June Tunes - 2025
First up is a bouncy traditional Highland strathspey, Munlochy Bridge, notated here in G major - although I’ve seen it chorded with E minors. A simpler chording might be G/G/G/C repeated every 8 bars!
Munlochy is a small village, just north of Inverness, lying at the head of Munlochy Bay, in the Black Isle. (Called ‘Black’ on account of the lack of snow in winter). The melody appears in many pipe collections as well as fiddle volumes, and in fact the first appearance of the "Munlochy Bridge" title attached to the tune was in Queen Victoria's piper William Ross's 1885 collection.
Echoing last month’s presentation on tune variants, by Paul Wells, read more below.
[From the Tunearch annotation]: The melody has been employed for popular songs (in Gaelic and English), along with fiddle and pipe tunes in various iterations. Originally Scottish, it was imported to Maritime Canada. Gaelic words to the melody are given by John Shaw in liner notes to Topic 12TS354, obtained from Cape Breton storyteller Joe Neil MacNeil. Perlman (1996) notes the tune is widely played among fiddlers throughout North-East Kings County, Prince Edward Island, Canada.

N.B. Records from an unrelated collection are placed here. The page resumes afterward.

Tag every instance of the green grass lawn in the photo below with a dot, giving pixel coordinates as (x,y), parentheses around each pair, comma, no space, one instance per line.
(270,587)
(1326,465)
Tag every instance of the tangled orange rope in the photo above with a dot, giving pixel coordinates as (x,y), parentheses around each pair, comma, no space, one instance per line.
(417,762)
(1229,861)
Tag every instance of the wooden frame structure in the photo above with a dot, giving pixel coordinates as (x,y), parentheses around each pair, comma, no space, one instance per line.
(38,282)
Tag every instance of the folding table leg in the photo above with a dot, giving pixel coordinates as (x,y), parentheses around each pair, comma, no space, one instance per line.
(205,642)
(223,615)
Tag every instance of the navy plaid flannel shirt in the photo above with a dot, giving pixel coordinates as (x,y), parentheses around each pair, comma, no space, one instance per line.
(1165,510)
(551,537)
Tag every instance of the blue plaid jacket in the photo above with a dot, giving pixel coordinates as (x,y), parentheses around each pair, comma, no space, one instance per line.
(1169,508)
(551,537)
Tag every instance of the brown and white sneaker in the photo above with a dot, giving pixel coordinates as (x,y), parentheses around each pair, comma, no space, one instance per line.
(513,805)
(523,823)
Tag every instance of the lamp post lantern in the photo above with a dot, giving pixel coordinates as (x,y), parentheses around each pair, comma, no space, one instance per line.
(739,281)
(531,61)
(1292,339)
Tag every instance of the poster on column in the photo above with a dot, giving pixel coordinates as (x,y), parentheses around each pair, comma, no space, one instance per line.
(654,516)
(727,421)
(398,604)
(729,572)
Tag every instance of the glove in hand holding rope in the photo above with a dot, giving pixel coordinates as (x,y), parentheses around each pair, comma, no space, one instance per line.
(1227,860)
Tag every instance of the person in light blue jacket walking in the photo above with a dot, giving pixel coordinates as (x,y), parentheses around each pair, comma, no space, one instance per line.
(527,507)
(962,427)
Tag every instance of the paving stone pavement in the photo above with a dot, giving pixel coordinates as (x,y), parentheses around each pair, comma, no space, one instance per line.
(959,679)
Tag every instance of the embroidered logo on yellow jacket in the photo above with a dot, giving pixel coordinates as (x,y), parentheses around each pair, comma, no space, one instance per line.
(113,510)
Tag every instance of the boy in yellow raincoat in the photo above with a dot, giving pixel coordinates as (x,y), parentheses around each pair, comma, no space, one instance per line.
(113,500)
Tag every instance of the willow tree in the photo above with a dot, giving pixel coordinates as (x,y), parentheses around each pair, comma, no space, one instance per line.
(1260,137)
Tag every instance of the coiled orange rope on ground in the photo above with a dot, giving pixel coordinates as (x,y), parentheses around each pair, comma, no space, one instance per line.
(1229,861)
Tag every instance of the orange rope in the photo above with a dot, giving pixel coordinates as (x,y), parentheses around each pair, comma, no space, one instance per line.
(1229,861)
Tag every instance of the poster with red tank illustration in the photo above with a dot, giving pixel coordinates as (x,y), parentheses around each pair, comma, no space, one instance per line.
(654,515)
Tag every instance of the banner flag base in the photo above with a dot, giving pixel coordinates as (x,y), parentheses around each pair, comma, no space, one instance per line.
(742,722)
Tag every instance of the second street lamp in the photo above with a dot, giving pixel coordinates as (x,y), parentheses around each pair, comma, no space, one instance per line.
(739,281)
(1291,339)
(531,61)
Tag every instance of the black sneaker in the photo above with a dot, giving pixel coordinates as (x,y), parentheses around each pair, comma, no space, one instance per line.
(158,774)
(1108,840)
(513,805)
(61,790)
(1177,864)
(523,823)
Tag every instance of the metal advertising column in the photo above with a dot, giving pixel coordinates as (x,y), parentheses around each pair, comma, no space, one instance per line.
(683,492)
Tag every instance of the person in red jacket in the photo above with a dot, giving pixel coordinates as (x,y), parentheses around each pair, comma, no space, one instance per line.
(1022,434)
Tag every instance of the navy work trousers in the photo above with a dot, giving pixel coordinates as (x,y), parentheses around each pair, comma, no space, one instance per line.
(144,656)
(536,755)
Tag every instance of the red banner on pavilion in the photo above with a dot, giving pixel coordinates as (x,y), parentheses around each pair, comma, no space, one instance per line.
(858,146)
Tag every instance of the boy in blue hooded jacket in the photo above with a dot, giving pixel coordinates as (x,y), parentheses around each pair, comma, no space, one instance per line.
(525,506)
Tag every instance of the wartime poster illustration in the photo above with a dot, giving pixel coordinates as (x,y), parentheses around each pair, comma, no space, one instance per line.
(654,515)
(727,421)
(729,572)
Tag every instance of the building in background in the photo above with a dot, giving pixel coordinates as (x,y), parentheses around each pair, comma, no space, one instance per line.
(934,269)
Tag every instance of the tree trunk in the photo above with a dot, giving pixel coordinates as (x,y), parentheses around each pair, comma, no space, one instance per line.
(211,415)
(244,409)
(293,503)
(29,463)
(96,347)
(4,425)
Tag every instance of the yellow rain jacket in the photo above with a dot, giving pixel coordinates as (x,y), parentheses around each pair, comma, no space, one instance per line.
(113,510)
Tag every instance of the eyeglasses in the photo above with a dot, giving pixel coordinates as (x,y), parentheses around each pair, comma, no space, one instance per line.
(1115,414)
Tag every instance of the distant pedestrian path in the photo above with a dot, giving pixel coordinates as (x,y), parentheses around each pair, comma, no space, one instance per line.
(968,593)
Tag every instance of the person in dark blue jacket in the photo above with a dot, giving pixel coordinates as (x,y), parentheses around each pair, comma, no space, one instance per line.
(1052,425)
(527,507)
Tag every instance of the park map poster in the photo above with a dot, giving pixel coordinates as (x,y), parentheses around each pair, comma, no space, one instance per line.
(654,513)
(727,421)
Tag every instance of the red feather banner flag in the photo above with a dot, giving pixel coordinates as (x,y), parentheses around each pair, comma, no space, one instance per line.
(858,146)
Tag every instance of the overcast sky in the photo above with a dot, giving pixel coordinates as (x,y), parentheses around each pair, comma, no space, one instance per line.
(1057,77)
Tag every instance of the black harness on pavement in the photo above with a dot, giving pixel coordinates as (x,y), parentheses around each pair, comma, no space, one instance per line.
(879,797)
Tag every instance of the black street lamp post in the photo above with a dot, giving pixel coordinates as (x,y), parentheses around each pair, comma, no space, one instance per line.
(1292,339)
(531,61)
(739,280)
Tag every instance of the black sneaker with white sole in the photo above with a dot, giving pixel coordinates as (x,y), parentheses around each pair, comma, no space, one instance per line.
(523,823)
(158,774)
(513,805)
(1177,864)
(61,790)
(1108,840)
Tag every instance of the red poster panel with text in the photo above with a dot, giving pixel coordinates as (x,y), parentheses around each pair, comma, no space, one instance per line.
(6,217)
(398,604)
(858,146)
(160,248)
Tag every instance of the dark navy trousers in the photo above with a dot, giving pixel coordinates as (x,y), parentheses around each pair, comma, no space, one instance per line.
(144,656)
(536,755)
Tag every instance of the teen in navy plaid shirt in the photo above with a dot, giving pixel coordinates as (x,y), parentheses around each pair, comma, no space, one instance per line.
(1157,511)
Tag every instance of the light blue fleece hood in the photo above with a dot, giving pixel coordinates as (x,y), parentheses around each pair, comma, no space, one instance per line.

Christine Martin (2002) prints a song version under the Gaelic title "Gun do dhiùlt am bodach fodar dhomh" (The old man refused me fodder), and the melody is also the vehicle for the puirt a beul songs "Dh'ith na coinna maragan" and "Tha m'inntinn raoir a-nochd 's a-raoir."
A variant is also used for the song "Leith Wynd" or "Come Hap Me with Thy Petticoat." Cape Breton fiddler, composer, publisher and editor (and lighthouse-keeper) Paul Stewart Cranford finds the strathspey "Sir John Malcolm" (in Bremner, Kerr's Fourth Collection) to be a related tune, particularly the first strain of "Sir John Malcolm" which closely resembles the second part of "Munlochy Bridge."
Next are a pair of Northeast strathspeys: Remember that bridges are ‘brigs’ in the Scots dialect, and these tunes aren’t about local jails, or 3-masted sailing ships.
The Brig o’ Potarch in Em is a composition of Aberdeenshire fiddler-composer and Scottish dancing master James Scott Skinner (1843-1927), from his Logie Collection (1888), dedicated to "Miss Lindsay". Potarch is the name of a hamlet and a bridge built in 1812 over the River Dee near Aboyne, Aberdeenshire.
A hostelry dating from the 1740's is still in operation at Potarch, much expanded over the centuries.
When the bridge was repaired in 1830 the workmen left two stones weighing some 775 lbs. behind, employed as counterweights. A local stonemasons son, Donald Dinnie, made his reputation by carrying both stones the length of the bridge and back in 1860, and they have ever since been called the Dinnie Stones, and kept at the hotel. Dinnie garnered international fame as a strongman in the Victorian era.
The Brig o’ Feugh in Gm. was also composed by J. Scott Skinner as a companion tune to the D major reel Brig o' Feugh composed by his mentor and sometimes playing partner, Peter Milne, that rounds out this month’s tunes.
Remember to play a strathspey a day!